In Ghukasian, the insured’s contractor allegedly cleared trees and graded land belonging to her neighbor, thereby damaging the land. The insured, however, believed she was working on her own property. She sought coverage under her homeowners’ policy for the neighbor’s lawsuit against her, which stated causes of action for negligence and trespass. The policy required an “occurrence”, which was defined as an “accident,” to trigger coverage. The trial court granted summary judgment to the insurer, concluding that no “occurrence” was alleged.
Based on the California Supreme Court’s holding in Ledesma, the policyholder argued that the underlying case alleged an “occurrence” because it asserted a claim of negligence.

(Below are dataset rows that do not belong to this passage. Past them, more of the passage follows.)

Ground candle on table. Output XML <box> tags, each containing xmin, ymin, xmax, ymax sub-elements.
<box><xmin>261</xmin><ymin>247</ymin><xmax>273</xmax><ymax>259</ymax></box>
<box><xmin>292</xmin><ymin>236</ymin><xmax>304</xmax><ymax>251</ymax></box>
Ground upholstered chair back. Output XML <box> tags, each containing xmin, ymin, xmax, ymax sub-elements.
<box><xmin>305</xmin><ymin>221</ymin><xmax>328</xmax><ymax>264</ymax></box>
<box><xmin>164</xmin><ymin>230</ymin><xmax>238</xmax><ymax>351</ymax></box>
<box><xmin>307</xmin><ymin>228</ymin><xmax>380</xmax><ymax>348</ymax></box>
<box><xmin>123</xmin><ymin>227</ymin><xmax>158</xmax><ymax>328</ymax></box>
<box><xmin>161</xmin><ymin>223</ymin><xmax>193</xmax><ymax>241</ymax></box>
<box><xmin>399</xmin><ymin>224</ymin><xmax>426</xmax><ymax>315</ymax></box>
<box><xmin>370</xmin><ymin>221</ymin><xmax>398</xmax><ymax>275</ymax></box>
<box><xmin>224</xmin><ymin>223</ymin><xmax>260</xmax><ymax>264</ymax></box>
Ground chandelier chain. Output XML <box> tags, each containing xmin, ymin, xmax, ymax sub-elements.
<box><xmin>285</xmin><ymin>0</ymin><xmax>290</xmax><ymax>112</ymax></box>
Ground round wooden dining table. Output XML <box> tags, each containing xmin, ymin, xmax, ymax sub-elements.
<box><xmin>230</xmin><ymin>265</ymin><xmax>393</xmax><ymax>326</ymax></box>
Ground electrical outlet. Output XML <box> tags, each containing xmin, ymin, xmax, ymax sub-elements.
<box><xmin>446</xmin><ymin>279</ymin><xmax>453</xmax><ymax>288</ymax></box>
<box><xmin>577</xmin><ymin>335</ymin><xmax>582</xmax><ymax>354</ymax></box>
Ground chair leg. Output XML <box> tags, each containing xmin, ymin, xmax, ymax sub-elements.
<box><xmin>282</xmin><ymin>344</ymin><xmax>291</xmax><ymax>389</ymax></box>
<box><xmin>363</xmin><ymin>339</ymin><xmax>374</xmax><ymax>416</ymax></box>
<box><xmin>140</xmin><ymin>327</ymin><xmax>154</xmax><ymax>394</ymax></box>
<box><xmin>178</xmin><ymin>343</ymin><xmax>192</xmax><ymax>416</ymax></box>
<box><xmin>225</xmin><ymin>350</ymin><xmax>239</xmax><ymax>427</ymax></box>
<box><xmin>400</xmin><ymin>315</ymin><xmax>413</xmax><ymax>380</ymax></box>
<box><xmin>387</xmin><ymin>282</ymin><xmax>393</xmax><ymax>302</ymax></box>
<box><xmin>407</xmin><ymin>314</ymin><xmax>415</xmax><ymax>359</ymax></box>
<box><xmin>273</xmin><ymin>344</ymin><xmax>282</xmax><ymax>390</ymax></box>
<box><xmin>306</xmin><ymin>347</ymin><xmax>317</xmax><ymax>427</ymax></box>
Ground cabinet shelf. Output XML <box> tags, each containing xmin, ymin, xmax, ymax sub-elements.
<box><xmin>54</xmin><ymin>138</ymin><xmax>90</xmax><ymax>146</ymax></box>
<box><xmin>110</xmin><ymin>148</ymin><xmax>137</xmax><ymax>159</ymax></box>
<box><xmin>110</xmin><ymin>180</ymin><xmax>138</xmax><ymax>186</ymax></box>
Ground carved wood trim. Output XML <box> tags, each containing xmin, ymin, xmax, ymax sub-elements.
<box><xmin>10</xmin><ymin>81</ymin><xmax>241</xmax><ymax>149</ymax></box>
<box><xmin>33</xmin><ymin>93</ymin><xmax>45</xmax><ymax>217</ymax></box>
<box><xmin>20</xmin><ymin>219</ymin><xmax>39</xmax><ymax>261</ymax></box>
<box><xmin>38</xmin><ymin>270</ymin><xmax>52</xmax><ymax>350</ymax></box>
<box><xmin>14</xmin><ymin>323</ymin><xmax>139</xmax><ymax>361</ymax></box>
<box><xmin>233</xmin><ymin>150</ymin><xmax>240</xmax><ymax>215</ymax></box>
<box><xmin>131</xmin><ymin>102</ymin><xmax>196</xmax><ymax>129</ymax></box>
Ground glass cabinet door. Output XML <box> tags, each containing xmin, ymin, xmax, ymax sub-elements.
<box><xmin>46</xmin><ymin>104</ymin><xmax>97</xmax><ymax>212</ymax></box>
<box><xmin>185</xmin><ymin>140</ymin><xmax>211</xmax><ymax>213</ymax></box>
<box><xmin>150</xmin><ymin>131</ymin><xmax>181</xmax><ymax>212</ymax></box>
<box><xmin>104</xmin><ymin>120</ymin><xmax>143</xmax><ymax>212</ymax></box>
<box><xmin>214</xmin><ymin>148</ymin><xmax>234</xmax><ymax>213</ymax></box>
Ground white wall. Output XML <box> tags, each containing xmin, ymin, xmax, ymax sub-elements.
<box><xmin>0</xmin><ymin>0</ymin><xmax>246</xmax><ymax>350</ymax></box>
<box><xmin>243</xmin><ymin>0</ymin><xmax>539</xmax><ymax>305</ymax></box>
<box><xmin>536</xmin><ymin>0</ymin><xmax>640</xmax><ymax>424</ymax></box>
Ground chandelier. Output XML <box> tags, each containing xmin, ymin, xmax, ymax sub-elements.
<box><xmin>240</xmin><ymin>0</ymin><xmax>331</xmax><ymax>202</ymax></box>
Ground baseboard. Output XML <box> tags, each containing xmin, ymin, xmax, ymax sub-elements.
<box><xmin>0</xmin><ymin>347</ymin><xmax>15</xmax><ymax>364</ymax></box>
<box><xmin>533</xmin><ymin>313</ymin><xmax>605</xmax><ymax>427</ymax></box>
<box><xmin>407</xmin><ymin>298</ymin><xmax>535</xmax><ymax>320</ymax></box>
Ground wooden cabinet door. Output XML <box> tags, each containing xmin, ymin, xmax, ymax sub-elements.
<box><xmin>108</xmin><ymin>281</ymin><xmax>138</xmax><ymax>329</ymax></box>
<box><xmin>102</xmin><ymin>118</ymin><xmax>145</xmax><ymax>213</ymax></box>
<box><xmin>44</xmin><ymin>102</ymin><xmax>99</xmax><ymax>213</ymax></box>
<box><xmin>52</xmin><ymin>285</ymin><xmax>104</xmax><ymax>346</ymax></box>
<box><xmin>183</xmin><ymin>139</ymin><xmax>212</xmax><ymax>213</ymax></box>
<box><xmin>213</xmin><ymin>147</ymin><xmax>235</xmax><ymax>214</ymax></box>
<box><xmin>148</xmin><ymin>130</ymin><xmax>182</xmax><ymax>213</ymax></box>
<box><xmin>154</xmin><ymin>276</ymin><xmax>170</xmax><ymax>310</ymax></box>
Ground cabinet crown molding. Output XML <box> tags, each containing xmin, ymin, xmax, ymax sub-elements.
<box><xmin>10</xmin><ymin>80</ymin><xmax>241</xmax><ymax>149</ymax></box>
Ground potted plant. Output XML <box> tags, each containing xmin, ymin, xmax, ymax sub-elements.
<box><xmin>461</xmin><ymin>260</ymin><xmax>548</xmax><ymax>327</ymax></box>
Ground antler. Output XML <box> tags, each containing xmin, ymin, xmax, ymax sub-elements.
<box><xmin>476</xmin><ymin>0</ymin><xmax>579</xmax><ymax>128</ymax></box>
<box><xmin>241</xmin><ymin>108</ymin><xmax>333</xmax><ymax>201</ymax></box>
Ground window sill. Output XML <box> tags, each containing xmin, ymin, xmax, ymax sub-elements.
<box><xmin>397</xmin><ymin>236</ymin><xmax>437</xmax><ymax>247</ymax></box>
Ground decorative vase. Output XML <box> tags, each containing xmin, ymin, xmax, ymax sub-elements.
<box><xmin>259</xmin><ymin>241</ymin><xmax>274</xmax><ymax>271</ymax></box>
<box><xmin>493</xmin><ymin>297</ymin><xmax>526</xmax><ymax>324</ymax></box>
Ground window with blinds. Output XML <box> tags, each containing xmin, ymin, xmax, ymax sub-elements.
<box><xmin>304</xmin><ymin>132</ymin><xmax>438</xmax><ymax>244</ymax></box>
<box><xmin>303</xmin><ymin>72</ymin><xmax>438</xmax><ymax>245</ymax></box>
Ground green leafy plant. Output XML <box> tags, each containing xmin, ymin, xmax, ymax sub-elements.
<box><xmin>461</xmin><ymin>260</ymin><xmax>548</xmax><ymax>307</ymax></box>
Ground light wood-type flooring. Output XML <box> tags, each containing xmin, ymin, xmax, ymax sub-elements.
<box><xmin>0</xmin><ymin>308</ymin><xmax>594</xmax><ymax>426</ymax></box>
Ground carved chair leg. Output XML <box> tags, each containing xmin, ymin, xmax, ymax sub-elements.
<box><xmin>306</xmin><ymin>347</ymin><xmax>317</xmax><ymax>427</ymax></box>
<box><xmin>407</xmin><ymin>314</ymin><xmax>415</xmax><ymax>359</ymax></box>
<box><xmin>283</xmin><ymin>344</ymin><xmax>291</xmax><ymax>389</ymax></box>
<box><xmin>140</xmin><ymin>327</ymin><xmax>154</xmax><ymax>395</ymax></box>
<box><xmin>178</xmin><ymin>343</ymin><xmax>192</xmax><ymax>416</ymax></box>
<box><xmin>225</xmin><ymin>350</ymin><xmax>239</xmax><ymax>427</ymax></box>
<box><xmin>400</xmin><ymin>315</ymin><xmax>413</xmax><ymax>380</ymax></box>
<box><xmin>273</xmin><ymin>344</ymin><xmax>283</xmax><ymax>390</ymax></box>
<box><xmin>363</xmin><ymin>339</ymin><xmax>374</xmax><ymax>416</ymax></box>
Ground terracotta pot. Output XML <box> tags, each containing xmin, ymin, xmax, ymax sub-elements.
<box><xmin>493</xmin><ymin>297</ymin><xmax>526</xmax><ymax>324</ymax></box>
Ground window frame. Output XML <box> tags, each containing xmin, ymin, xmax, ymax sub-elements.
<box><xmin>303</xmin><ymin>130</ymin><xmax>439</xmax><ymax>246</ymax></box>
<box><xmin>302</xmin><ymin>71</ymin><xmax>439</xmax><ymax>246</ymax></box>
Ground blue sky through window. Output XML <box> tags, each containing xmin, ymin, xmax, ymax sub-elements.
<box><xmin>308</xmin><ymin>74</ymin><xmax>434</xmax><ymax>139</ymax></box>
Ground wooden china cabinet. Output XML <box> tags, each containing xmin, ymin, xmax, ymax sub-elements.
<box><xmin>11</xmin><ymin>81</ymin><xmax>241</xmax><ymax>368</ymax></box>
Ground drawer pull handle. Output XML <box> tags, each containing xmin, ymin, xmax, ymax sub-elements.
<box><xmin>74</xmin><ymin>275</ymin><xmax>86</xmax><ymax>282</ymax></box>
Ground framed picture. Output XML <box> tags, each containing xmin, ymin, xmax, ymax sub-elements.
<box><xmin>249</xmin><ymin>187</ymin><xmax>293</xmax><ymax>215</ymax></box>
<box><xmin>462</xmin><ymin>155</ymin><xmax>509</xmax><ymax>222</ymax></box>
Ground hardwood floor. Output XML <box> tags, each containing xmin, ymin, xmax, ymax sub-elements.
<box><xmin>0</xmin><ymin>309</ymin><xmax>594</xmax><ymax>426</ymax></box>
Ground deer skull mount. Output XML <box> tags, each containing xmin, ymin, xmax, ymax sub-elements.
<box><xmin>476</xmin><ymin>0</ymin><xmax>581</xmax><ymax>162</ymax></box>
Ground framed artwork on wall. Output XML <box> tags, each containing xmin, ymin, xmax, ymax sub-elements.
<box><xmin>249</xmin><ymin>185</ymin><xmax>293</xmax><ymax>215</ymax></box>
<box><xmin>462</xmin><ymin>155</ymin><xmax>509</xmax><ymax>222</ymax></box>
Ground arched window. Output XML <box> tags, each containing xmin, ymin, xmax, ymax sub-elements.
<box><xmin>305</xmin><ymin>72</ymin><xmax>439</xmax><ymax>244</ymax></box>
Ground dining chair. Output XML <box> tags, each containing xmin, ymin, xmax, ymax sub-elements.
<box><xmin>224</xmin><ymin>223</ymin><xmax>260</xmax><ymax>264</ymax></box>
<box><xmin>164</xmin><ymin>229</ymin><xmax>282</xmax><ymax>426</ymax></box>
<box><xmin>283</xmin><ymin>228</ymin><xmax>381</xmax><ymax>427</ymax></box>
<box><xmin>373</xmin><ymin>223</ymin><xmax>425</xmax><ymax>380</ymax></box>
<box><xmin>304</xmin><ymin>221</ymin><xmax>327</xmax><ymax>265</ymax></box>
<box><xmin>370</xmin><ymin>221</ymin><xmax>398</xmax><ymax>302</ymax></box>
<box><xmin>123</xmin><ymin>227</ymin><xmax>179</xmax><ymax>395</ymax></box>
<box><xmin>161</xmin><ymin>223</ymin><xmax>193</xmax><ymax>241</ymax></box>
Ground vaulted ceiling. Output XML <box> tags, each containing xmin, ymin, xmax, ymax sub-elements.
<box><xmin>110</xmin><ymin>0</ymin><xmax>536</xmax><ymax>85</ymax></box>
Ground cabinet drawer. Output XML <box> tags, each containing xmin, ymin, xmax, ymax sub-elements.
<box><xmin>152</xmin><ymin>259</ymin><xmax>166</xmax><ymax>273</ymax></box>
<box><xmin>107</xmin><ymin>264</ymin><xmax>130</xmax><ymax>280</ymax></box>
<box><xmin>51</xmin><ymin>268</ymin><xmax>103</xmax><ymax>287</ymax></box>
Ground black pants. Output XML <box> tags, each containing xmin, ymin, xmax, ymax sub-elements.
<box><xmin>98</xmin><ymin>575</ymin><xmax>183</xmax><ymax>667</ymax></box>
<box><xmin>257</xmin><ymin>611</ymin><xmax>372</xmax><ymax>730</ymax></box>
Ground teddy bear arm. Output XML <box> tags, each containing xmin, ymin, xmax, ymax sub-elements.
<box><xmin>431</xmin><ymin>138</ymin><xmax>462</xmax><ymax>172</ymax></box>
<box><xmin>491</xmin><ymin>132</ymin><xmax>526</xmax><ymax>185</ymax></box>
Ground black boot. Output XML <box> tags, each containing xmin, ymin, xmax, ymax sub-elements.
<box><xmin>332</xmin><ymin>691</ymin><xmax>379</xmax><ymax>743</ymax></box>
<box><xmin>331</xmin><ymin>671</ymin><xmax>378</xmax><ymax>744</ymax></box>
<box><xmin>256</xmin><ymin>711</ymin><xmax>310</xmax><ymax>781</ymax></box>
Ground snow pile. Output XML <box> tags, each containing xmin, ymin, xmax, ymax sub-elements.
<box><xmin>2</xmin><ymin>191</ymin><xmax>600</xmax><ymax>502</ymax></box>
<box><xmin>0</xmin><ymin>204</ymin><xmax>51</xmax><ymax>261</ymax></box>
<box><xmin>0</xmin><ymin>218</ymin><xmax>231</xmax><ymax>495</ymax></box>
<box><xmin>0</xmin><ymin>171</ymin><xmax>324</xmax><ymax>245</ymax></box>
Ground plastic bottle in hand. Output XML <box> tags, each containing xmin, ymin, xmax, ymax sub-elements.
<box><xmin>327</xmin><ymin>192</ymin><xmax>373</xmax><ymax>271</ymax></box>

However, the Ghukasian court pointed out that Ledesma did not explicitly indicate it was overruling the several California Court of Appeal decisions finding that the mere presence of a cause of action for negligence does not, without more, trigger coverage. Likewise, Ledesma did not overrule the cases finding that certain “negligence” claims necessarily involving intentional conduct—like negligent misrepresentation—do not allege an “occurrence.”
Furthermore, Ledesma did not overrule its last “occurrence” decision, which reinforced the oft-repeated canon that “an injury-producing event is not an ‘accident’ within the policy’s coverage language when all of the acts, the manner in which they were done, and the objective accomplished occurred as intended by the actor.” Delgado v. Interinsurance Exch. of Auto. Club of S. California, 47 Cal. 4th 302, 311–12 (2009).
The Court of Appeal in Ghukasian agreed with the trial court that the underlying complaint did not allege an “occurrence”, relying on two pre-Ledesma California Court of Appeal decisions involving facts similar to those at issue in Ghukasian, Albert v. Mid-Century Ins. Co. (2015) 236 Cal.App.4th 1281, 1289 and Fire Ins. Exchange v. Superior Court (2010) 181 Cal.App.4th 388.
In Albert, similarly to Ghukasian, a neighbor sued another for building an encroaching fence and pruning the neighbor’s trees. The trial court granted summary judgment to the insurer on the basis that there was no alleged “occurrence.” According to the Albert court, it was irrelevant that Albert did not mean to harm the trees she pruned, because she intended the pruning in the first instance. Significant to the Albert court was that the complaint was entirely absent of any allegation that any unforeseen accidental conduct (a slip of the saw, for example) resulted in damage to the trees.
Fire Exchange concerned the construction of a building that encroached on a neighboring property by about five and a half feet. The court found that the insured’s mistaken belief that the building could be constructed where it was did not change the fact that the construction itself was constituted entirely of intentional acts: the insureds intended to build a building precisely where they built it.
Distinguishing Ledesma, the Ghukasian court noted that the immediate cause of the harm in Ghukasian was intentional conduct. Ledesma concerned the liability of an insured employer for the sexual molestation by one of its employees. The Ledesma court found that the molestation was, from the point of view of the employer, an unexpected consequence of the employer’s independently negligent acts of hiring and retaining the employee. By contrast, in Ghukasian, the insured’s deliberate act led directly to the harm without any intervening accident. There was no intervening accident, such as a slip of the equipment, that caused the alleged damage. The work done on the property was, according to the underlying complaint, precisely what was intended. The Ghukasian court likewise rejected the idea that Ledesma requires that any negligence claim necessarily alleges an “occurrence.”Instead, the insurer is to examine the factual allegations, as well as extrinsic evidence known to the insurer, respecting the insured’s state of mind in determining whether an “occurrence” is alleged under the policy.